Dilma pode estar mais próxima da renúncia

O Vice-presidente Michel Temer roga pela unificação do país e alerta para o que disse ‘nas entrelinhas’

Dilma pode estar mais próxima da renúncia

O Vice-presidente Michel Temer roga pela unificação do país e alerta para o que disse ‘nas entrelinhas’

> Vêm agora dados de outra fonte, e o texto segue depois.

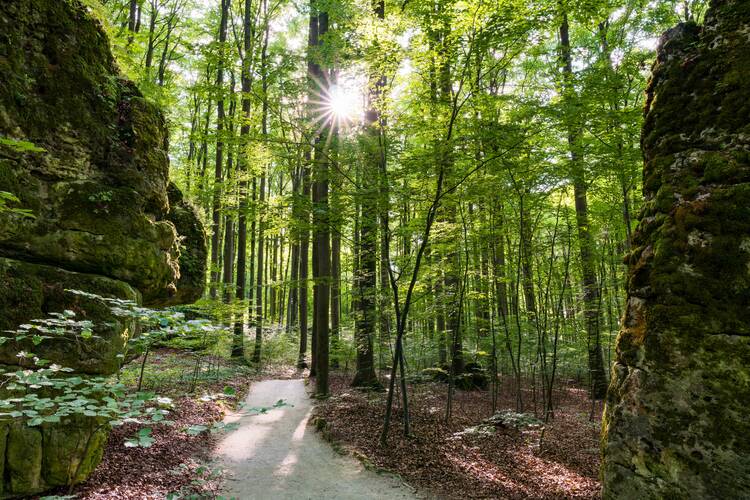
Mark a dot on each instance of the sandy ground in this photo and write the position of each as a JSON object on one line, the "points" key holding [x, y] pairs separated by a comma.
{"points": [[277, 455]]}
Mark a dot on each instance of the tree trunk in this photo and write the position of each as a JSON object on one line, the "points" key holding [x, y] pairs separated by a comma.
{"points": [[261, 197], [220, 117], [238, 349], [597, 372]]}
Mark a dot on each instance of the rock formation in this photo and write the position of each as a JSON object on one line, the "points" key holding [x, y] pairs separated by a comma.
{"points": [[106, 220], [676, 422]]}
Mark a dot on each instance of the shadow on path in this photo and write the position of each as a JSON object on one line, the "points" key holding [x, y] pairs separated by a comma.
{"points": [[276, 455]]}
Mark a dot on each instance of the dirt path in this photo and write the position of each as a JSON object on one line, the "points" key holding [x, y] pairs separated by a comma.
{"points": [[276, 455]]}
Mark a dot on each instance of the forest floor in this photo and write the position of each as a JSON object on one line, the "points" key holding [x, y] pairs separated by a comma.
{"points": [[176, 465], [278, 455], [462, 459]]}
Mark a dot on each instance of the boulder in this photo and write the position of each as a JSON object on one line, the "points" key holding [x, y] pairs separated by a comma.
{"points": [[675, 423], [105, 218]]}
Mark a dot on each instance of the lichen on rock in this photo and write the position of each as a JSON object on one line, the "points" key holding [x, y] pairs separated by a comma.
{"points": [[106, 220], [675, 423]]}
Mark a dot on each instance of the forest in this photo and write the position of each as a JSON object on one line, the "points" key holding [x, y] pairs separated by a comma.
{"points": [[375, 249]]}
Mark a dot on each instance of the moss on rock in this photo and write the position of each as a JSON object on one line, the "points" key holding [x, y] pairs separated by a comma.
{"points": [[675, 423], [101, 223]]}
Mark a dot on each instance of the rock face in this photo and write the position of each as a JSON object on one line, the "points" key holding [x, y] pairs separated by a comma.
{"points": [[106, 219], [676, 422]]}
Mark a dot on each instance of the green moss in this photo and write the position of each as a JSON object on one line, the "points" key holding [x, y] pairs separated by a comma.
{"points": [[29, 291], [23, 459]]}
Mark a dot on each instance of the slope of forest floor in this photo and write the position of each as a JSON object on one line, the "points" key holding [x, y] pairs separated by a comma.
{"points": [[176, 464], [559, 460]]}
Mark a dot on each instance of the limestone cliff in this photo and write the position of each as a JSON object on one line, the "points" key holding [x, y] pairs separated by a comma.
{"points": [[676, 422], [105, 220]]}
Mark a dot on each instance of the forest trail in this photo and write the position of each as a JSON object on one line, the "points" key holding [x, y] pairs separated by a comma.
{"points": [[276, 455]]}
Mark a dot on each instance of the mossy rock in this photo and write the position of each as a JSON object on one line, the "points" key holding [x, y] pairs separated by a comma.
{"points": [[98, 191], [675, 423], [32, 291]]}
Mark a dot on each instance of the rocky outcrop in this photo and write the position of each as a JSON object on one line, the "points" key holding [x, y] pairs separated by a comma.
{"points": [[106, 220], [676, 422]]}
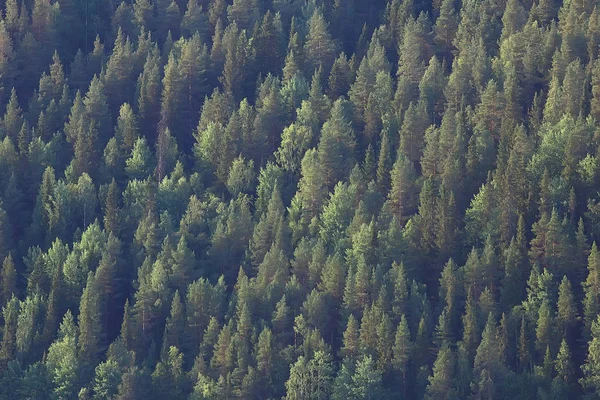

Num dia de intenso movimento nos gabinetes de Brasília com muita tensão embaraçando o semblante dos ocupantes dos mais altos cargos do Executivo Federal, Michel Temer diz o que os petistas resistem admitir:

“Na pauta dos valores políticos temos, muitas vezes, a ideia de partido político como valor, do governo como valor e do Brasil como um valor, mas nessa pauta de valores, o mais importante é o valor Brasil, o valor país e estamos pleiteando exata e precisamente que todos se dediquem a resolver os problemas do país. Não vamos ignorar que a situação é razoavelmente grave, não tenho dúvidas de que é grave porque há uma crise política se ensaiando, uma crise econômica que está precisando ser ajustada, mas, para tanto, é preciso contar com o Congresso Nacional, com os vários setores da nacionalidade brasileira. (...) É preciso que alguém tenha a capacidade de reunificar, reunir a todos e fazer este apelo, e eu estou tomando esta liberdade de fazer este pedido porque, caso contrário, podemos entrar numa crise desagradável para o país. (...) É o apelo que faço aos brasileiros e as Instituições no Congresso Nacional.”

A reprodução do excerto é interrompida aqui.